While I don’t disagree that Google is the company you can’t bet against when it comes to AI, saying other companies are done is a stretch. If they have a significant moat then they should be at the top all the time by then which is not the case though.

mlnj

100% the reason I am long on Google. They can take their time to monetize these new costs.

Even other search competitors have not proven to be a danger to Google. There is nothing stopping that search money coming in.

redox99

Considering GPT 5 was only recently released, it's very unlikely GPT will achieve these scores in just a couple of months. If they had something this good in the oven, they'd probably left the GPT 5 name to it.

Or maybe Google just benchmaxxed and this doesn't translate at all in real world performance.

blueblisters

They do have unreleased Olympiad Gold-winning models that are definitely better than GPT5.

TBD if that performance generalizes to other real world tasks.

Palmik

GPT 5 was released more than 3 months ago. Gemini 2.5 was released less than 8 months ago.

lukev

Or else it trained/overfit to the benchmarks. We won't really know until people have a chance to use it for real-world tasks.

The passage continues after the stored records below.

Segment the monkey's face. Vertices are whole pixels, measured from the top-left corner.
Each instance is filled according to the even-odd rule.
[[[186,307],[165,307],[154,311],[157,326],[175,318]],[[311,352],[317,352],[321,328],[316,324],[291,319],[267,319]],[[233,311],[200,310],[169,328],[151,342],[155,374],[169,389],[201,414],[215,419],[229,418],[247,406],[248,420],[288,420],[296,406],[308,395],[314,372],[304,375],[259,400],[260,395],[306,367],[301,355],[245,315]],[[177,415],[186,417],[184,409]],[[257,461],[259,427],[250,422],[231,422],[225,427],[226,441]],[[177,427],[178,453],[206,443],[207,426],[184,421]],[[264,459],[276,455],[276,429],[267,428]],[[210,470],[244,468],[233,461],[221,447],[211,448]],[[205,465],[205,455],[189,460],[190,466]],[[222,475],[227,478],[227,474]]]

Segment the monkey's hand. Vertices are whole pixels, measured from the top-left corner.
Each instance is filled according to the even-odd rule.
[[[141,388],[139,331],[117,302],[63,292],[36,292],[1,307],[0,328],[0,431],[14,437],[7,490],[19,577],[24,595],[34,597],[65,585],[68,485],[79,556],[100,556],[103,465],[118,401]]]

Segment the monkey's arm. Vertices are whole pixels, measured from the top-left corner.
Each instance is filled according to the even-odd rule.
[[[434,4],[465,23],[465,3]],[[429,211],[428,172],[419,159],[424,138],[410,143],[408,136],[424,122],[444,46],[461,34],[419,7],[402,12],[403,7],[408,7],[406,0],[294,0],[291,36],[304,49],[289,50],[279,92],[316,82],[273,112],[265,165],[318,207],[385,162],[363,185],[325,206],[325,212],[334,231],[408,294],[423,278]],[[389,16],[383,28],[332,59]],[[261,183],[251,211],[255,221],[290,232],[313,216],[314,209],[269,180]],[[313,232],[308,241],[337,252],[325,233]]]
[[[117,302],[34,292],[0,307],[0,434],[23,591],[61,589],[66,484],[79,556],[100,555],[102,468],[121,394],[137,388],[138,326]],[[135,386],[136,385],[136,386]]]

Also, models are already pretty good but product/market fit (in terms of demonstrated economic value delivered) remains elusive outside of a couple domains. Does a model that's (say) 30% better reach an inflection point that changes that narrative, or is a more qualitative change required?

ilaksh

The only one it doesn't win is SWE bench which it is significantly behind Claude Sonnet. You just can't take down Sonnet.

svantana

One percentage point is not significant, neither in the colloquial nor the scientific sense[1].

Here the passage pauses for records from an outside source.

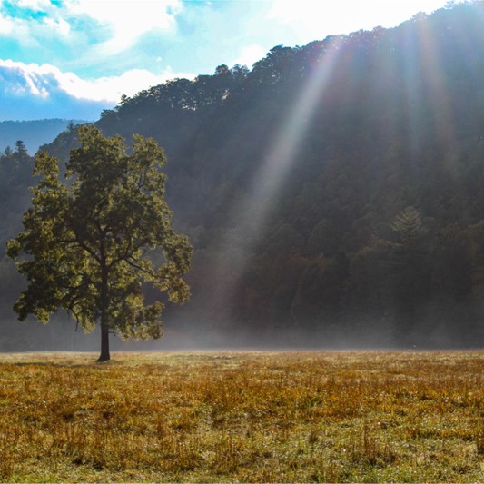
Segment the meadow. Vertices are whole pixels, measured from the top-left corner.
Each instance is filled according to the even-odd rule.
[[[0,355],[0,480],[484,480],[484,351],[113,356]]]

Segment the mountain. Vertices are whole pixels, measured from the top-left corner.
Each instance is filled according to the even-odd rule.
[[[484,2],[464,3],[276,46],[252,70],[221,65],[103,112],[104,134],[165,147],[168,203],[195,246],[193,297],[168,332],[481,346],[482,18]],[[75,138],[43,149],[65,161]]]
[[[72,123],[82,124],[85,121],[65,119],[43,119],[37,121],[1,121],[0,151],[7,146],[14,148],[19,140],[27,151],[35,153],[41,145],[52,142]]]

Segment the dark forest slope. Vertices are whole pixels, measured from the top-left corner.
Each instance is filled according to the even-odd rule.
[[[124,98],[196,252],[197,341],[480,346],[484,3]],[[46,146],[65,160],[68,131]],[[178,321],[176,321],[178,320]],[[252,338],[254,340],[252,340]]]

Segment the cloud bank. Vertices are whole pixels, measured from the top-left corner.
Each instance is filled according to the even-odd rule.
[[[155,75],[145,69],[132,69],[118,76],[85,80],[48,64],[0,60],[0,120],[96,120],[123,94],[133,96],[172,77],[171,72]]]

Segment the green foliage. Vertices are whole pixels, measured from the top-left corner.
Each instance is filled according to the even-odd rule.
[[[276,46],[252,70],[220,65],[102,114],[104,134],[167,150],[166,200],[195,250],[196,297],[179,314],[198,342],[481,343],[483,15],[484,2],[459,2]],[[46,149],[66,161],[77,146],[71,126]],[[0,167],[10,208],[25,184],[15,155]],[[5,212],[4,240],[19,223]]]
[[[32,207],[24,232],[7,244],[28,281],[15,310],[20,320],[34,314],[46,323],[63,308],[87,331],[100,323],[123,338],[159,338],[164,304],[147,304],[143,287],[185,301],[182,276],[192,254],[188,238],[172,228],[164,153],[141,136],[128,154],[119,136],[105,138],[94,126],[78,134],[67,183],[54,157],[35,156]]]

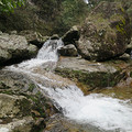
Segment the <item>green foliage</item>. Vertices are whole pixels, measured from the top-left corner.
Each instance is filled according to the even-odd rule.
[[[63,0],[61,14],[56,18],[56,31],[63,34],[73,25],[81,23],[87,14],[88,6],[82,0]]]
[[[13,12],[16,7],[24,6],[25,0],[0,0],[0,12]]]

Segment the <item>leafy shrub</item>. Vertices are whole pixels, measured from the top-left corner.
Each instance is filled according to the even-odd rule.
[[[13,12],[16,7],[23,6],[25,0],[0,0],[1,12]]]

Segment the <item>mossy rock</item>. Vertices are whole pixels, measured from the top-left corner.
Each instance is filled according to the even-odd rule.
[[[130,41],[130,20],[121,3],[103,1],[81,25],[76,46],[86,59],[106,61],[122,55]]]
[[[121,67],[123,65],[123,68]],[[85,85],[86,91],[91,91],[95,88],[113,87],[121,79],[125,78],[127,72],[124,68],[128,64],[94,63],[77,57],[62,58],[55,69],[56,74],[70,78],[77,84]]]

[1] Binomial formula gives a confidence interval of 3.7%, using p=0.77, N=500, confidence=95%

stavros

Codex has been much better than Sonnet for me.

dotancohen

On what types of tasks?

happa

This may just be bad recollection from my part, but hasn't Google reported that their search business is right now the most profitable it has ever been?

senordevnyc

1) New SOTA models come out all the time and that hasn't killed the other major AI companies. This will be no different.

2) Google's search revenue last quarter was $56 billion, a 14% increase over Q3 2024.

margorczynski

1) Not long ago Altman and the OpenAI CFO were openly asking for public money. None of these AI companies have actually any kind of working business plan and are just burning investor money. If the investors see there is no winning against Google (or some open Chinese model) the money will dry up.

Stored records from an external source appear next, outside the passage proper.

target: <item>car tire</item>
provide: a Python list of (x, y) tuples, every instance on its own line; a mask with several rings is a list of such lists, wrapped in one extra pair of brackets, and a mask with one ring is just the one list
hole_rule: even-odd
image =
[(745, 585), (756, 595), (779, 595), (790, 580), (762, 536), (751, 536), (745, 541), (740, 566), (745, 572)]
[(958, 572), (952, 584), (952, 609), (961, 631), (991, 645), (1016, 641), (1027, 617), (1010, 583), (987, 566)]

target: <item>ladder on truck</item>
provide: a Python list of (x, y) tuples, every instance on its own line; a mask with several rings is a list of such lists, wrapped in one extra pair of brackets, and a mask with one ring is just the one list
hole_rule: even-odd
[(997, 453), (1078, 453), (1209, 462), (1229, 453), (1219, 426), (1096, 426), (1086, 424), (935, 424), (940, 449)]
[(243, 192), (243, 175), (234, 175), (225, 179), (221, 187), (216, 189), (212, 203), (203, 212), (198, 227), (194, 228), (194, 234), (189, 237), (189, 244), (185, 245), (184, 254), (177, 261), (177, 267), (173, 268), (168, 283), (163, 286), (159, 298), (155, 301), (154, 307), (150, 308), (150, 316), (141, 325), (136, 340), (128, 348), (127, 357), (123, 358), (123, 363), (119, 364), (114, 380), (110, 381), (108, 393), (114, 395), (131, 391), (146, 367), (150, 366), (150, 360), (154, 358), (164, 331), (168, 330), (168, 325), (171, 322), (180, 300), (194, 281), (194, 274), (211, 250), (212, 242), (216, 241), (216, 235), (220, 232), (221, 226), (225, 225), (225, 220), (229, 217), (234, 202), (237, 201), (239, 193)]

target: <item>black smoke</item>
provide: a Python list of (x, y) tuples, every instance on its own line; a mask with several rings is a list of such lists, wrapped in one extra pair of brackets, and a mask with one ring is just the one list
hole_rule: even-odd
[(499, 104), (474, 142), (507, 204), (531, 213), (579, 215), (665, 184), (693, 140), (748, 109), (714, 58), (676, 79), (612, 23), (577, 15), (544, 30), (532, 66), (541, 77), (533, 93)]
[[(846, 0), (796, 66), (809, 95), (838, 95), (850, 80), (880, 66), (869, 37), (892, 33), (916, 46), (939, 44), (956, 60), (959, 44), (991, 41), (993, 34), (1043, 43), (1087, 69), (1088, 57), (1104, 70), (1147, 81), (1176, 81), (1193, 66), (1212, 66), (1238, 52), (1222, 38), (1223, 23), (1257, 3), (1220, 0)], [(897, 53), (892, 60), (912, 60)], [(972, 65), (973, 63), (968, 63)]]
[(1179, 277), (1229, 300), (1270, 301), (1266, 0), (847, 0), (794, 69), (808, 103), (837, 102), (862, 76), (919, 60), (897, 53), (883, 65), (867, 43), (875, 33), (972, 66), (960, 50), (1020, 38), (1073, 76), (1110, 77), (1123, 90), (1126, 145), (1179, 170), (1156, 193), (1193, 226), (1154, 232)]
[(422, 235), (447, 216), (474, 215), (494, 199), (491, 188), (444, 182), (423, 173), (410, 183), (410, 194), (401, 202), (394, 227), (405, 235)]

2) I'm not suggesting this will happen overnight but especially younger people gravitate towards LLM for information search + actively use some sort of ad blocking. In the long run it doesn't look great for Google.

paswut

I'd love to see anthropic/openai pop. back to some regular programming. the models are good enough, time to invest elsewhere

oalessandr

Trying to open this link from Italy leads to a CSAM warning

Fornax96

Creator of pixeldrain here. Italy has been doing this for a very long time. They never notified me of any such material being present on my site. I have a lot of measures in place to prevent the spread of CSAM. I have sent dozens of mails to Polizia Postale and even tried calling them a few times, but they never respond. My mails go unanswered and they just hang up the phone.

driverdan

Don't use your ISP's DNS. Switch to something outside of their control.

Jowsey

Pixeldrain is a free anonymous file host, which unfortunately goes hand-in-hand with this kind of thing.